Let me preface this entry with this: I wrote this little blurb as an op/ed piece for the Peace Corps Botswana newsletter. To better contextualize this piece, it's good to know that there is a bit of versatility in the living conditions for PCVs in Botswana. I cannot speak for the rest of the PC countries or even for those in Africa, but rumor has it that Botswana lends to a kind of "Posh Corps" experience. Earlier in my service, I remember the nervousness in finding out whether or not I would have electricity or a pit latrine and discussing the implications of those varying conditions with other Volunteers...little did I know that those were the least of my worries.
Before joining Peace Corps
many of us believed the brochures, expecting mud huts and dinner by moonlight. Those
of us invited to Botswana were told we were lucky to be in the ‘posh corps.’ Even
from my homestay experience I recognized that many families opt for a satellite
dish for their TV before they install running water in the home.
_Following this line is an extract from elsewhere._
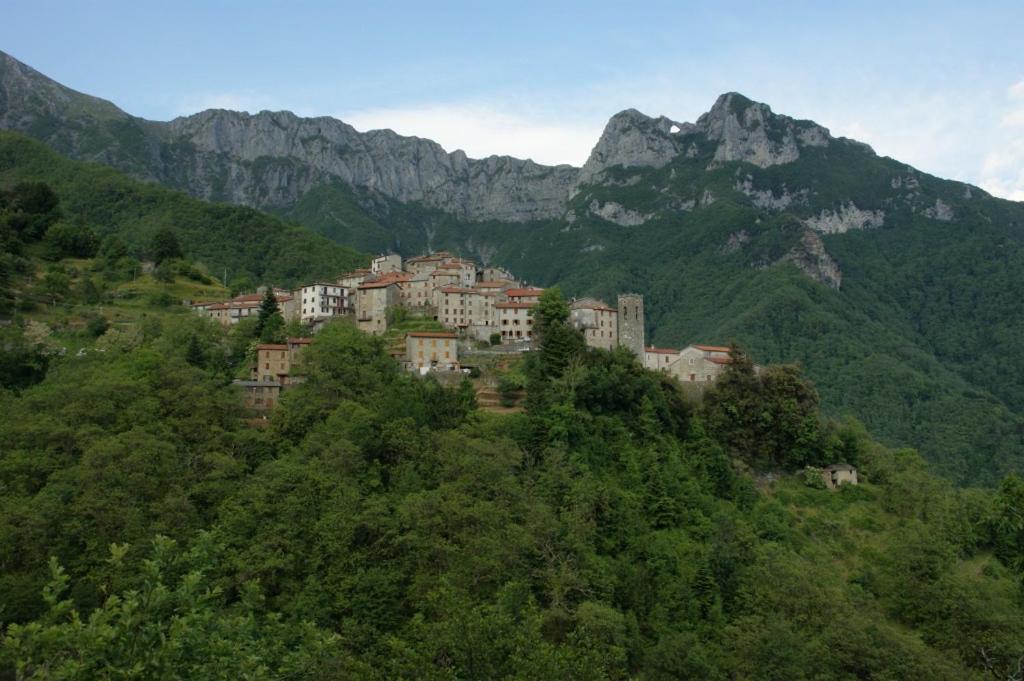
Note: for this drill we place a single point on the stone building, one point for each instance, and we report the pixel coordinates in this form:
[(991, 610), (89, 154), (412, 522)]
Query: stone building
[(596, 321), (514, 321), (382, 264), (699, 364), (322, 301), (372, 302), (278, 368), (631, 324), (431, 349), (838, 474), (525, 295), (231, 311), (659, 358)]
I remember
thinking why deny yourself when your
neighbor enjoys the modern conveniences of running water and electricity,
watching soap operas every single night and blasting the radio on Saturday
mornings? The question is: does the availability of these amenities make
the experience any less challenging or any less of a “Peace Corps experience?”
Some Volunteers live with
the beloved “air-con” in a relatively modern apartment or house, but what about
those living the ‘old’ Peace Corps experience in a traditional round house and
making the trek to the pit latrine at all hours. There are even some Volunteers
living without electricity entirely, often in the context of a village with
only a few compounds connected to power. Some opted for these living situations
and others simply acquiesced. Are they any more of a Volunteer because of their
deviation from modern conveniences and willingness to adapt? Even if they live
without them day-to-day, they may occasionally enjoy an episode of 30 Rock on their Mac, powered by the
juice borrowed from the local clinic earlier that day, all the while eating
their rice and tomato sauce dinner by candlelight. Or they may travel to
another Volunteer’s site for the weekend to take a nice bath and charge up all
electronic devices. I have both electricity and running water with a flush
toilet in my house. I have often wished I had neither simply because the wiring
is so terrible and the water supply so unreliable that I’d rather learn to live
without than have to live with unannounced outages. When water was out for
seven days, believe me, the flush toilet was a curse!
Whether you have these
amenities or not, you may have the friend who has the latrine and have spent the
holiday in a teeny village bordering the bush without electricity, inevitably
learning what it is like to live in these varying conditions, adapting to the circumstances
or learning to live without. One Volunteer put it to me like this: “When you go
visit your Volunteer friends you immediately learn three things about their
place: how to flush the toilet, how to get water, and how to bath yourself.”
These few words could not be more true. Who knew that there could be so much
versatility to your lifestyle within the course of a month? The key to this
revelation is the ability to adapt. There is so much variation in the
conveniences and difficulties in each village and at each person’s site so
whether first-hand, vicariously or temporarily we all experience these
conditions.
The reality is that we adapt
whether we have these conveniences or not and that has been the common Peace
Corps experience through 50 years of service. While the accessibility to things
like running water define our daily life in terms of stocking water and washing
dishes, it is surprising how quickly those behaviors become mindlessly routine,
even normal. One thing that I’ve learned in my service is that your Peace Corps
experience becomes less defined by how well you fulfill some 50-year-old
stereotype and more about how you find a contentment both in your home and in your community, with the people you work
with and the people you socialize with. When you do, all of those seeming
amenities fade into the periphery. The truth it may be easier to live without
water than it is to find a capable and willing counterpart for a project. It’s may
be easier to live without electricity than to get accustomed to the stares on
combi rides and the incessant “lekgoa!” resounding from some indiscriminate
location.
While Botswana is an anomaly
in its relative wealth to other Peace Corps countries, the notion of being
flexible remains, applicable around the globe and across the board. It is this
flexibility and learning to make a home in the unfamiliar territory and a
friend in the sea of strangers that brings together a common experience for all
Volunteers at all levels of development.